Chief Executive Officer

(304) 461-3332


chunt@accesshealthwv.com


Community Health Systems, Inc.

Dr. Ted Epperly

Residency Program Director

(208) 367-6042


ted.epperly@fmridaho.org


Family Medicine Residency of Idaho

Dr. Joseph Gravel

Chief Executive Officer & Residency Program Director

(781) 771-8634

jgravel@glfhc.org


Greater Lawrence Family Health Center

Ms. Maxine Golub

Senior VP, Planning & Development


mgolub@institute2000.org


Institute for Family Health

Ms. Jennie Faulkner

Medical Education Director

(936) 523-5247

jfaulkner@lonestarfamily.org


LoneStar Community Health Center

Ms. Nancy Taylor

VP of Clinical & Educational Services

(406) 247-3295

nancy.tay@riverstonehealth.org

Montana Family Medicine Residency

Dr. Deborah Edberg

Residency Program Director


dedberg@eriefamilyhealth.org


Northwestern University

Dr. Beth Mahoney

Director of Development

(207) 992-9200


emahoney@pchcbangor.org


Penobscot Community Health Center, Inc.



  1. Explanation of any Payment/Gift to Respondents


No remuneration was given to the respondents.


  1. Assurance of Confidentiality Provided to Respondents


The information collected will be kept secure and protected. Information containing personal identifiers will not be requested. Instead, sponsored THCs are instructed to develop a unique identifier for each training position supported by THCGME funds. The resident occupying the position will not be identified; rather each resident position funded by the THCGME program will be tracked separately. This will allow for accurate reconciliation as the resident occupying the position progresses through the training without personally identifiable information. Separate tracking of the funded resident position will assist HRSA in ensuring that the intent of the legislation is met.



  1. Justification for Sensitive Questions


There are no sensitive questions in the Reconciliation Tool.


  1. Explanation of how the hour burden estimates were derived.


The hour burden estimates were derived by survey of award recipients. Respondents were shown a draft of the Tool and instructions. They were asked to estimate the amount of time it would take to complete the tool annually within their institution. Respondents agreed that an administrative assistant would typically perform the task. The sum of the estimates was divided by the number of responses to arrive at 5 hours.


12 A. Estimated Annualized Burden Hours


Instrument Name

Number of Respondents

Number of Responses per Respondent

Total

responses

Hours per Response

Total Burden Hours

THC Reconciliation Tool

51

1

51

5

255

Total

51

------

51

5

255



12. B Estimated Annualized Burden Costs


Type of Respondent

Total Burden Hours

Hourly Wage Rate

Total Respondent Costs

Grants Representative/

Administrative Representative

255

$18.00/hr

$4590

Total



$4590


  1. Estimates of Other Total Annual Cost Burden to Respondents or Record

Keepers/Capital Costs


There are no costs outside of the customary and usual business practices. Residency programs are required to collect and maintain data on FTE status of all residents in the program to maintain academic accreditation.


14. Estimates of Annualized Cost to the Government


An estimated 0.1 FTE at the GS 11 level is needed to serve as the coordinator for data evaluation and to provide technical assistance to grantees regarding the data collection process and subsequent evaluation at an estimated cost of $8,903.30 annually.


15. Explanation for Program Changes or Adjustments


This is a new collection. There are no changes or adjustments requested of the program required to report the data in the Reconciliation tool.
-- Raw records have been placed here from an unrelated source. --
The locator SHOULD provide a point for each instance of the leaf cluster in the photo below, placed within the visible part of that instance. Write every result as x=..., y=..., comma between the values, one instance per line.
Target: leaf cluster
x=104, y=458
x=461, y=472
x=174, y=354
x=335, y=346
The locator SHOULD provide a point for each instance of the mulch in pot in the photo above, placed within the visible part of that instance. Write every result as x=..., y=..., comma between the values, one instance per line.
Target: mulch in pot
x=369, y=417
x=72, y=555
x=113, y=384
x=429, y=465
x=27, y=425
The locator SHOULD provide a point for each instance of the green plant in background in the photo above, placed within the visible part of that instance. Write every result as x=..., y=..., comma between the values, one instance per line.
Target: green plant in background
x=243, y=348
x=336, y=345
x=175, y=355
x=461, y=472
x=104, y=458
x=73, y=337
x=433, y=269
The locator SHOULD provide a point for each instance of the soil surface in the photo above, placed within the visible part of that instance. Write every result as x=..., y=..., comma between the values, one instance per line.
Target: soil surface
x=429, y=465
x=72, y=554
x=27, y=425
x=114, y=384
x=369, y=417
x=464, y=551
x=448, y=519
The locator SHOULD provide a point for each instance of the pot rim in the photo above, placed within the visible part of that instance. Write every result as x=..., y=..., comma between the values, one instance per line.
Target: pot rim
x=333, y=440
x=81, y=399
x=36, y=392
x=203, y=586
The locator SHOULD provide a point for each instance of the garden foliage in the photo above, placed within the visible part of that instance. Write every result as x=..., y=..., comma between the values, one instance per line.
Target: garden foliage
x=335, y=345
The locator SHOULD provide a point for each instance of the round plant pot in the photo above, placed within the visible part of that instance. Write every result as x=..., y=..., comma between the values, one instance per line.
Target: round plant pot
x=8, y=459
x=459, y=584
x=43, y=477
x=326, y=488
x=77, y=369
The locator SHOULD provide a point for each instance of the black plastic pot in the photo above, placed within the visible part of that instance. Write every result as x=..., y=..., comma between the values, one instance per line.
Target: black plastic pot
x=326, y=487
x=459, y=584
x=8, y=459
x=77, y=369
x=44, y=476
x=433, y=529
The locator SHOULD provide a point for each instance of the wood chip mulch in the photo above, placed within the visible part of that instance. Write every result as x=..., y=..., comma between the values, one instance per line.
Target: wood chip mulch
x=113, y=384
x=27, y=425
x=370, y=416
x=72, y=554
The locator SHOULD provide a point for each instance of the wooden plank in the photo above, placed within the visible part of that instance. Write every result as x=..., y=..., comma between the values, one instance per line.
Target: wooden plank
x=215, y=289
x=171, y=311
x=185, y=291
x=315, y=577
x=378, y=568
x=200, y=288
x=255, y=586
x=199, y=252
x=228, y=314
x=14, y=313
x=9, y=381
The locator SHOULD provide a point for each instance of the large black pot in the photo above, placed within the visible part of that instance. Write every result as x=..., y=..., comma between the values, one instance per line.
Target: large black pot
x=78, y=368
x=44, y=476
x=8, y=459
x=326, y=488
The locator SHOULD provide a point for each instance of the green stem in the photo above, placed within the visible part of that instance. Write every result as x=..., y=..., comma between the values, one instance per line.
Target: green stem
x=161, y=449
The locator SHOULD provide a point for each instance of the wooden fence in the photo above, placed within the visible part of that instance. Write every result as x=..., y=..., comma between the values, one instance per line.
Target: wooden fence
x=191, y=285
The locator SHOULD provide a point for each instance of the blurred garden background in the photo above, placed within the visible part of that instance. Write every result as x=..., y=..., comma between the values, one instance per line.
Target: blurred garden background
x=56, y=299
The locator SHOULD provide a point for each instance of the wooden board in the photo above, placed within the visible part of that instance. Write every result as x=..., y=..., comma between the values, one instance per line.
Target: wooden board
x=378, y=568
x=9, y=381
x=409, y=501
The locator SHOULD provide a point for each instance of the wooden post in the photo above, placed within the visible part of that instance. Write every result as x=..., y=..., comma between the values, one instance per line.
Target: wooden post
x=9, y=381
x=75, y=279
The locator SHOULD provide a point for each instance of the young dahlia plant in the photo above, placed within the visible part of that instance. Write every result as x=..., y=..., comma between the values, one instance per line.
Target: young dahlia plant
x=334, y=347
16. Plans for Tabulation and Publication and Project Time Schedule


Authorizing legislation for the THCGME program provides for a reconciliation process, through which overpayments to awardees may be recouped and underpayments adjusted. The data will be collected in the fourth quarter for reconciliation in September.
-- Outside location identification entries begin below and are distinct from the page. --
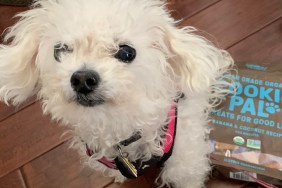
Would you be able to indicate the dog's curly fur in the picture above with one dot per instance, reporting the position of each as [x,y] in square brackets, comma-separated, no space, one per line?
[137,95]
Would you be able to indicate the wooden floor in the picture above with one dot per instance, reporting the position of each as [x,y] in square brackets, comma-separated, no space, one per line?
[33,154]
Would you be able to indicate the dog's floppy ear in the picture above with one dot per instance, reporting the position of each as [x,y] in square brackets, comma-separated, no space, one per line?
[200,65]
[18,73]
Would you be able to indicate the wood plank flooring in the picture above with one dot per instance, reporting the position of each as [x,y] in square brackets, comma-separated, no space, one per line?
[34,155]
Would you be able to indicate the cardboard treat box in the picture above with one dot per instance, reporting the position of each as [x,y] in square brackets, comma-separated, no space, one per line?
[247,135]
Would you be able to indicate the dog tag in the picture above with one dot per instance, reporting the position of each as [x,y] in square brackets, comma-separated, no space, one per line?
[128,169]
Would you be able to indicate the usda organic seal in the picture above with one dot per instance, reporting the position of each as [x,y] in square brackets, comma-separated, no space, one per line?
[238,140]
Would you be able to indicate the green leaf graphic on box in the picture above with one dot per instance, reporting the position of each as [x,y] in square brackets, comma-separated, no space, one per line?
[255,144]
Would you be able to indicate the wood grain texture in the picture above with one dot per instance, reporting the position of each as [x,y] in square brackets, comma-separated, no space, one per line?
[264,47]
[12,180]
[25,136]
[182,9]
[230,21]
[61,168]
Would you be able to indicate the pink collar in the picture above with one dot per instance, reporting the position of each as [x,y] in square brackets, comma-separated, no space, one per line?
[167,144]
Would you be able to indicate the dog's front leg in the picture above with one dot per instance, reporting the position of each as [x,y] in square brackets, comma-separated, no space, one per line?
[188,165]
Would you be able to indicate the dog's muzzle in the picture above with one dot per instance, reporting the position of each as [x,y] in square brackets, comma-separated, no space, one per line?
[84,83]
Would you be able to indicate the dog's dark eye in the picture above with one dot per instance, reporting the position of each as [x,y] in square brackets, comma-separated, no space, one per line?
[60,49]
[126,54]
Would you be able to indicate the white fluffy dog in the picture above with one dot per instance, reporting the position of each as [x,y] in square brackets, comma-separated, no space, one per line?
[111,70]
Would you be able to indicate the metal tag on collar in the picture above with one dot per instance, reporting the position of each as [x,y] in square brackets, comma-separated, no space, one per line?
[126,163]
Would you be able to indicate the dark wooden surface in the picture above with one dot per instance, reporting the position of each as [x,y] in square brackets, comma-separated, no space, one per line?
[32,152]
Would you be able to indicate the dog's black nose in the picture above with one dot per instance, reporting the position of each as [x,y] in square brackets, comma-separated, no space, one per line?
[84,81]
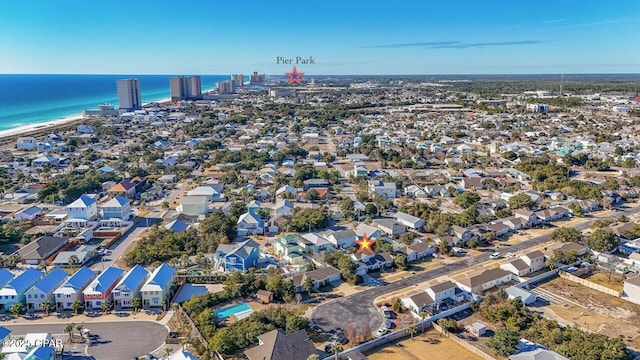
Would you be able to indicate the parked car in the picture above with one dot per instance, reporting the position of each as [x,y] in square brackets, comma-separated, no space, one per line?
[381,331]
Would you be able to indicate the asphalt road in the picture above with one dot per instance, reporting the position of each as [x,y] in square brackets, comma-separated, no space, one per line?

There are no plans for the manipulation or publication of collected data. The reconciliation process is subject to audit per the statue. Tabulation will be conducted as needed to complete an internal review sufficient to satisfy an OMB audit.

17. Reason Display of OMB Expiration Date is Inappropriate


Not applicable.


18. Exceptions to Certification for Paperwork Reduction Act Submissions


There are no exceptions to the certification.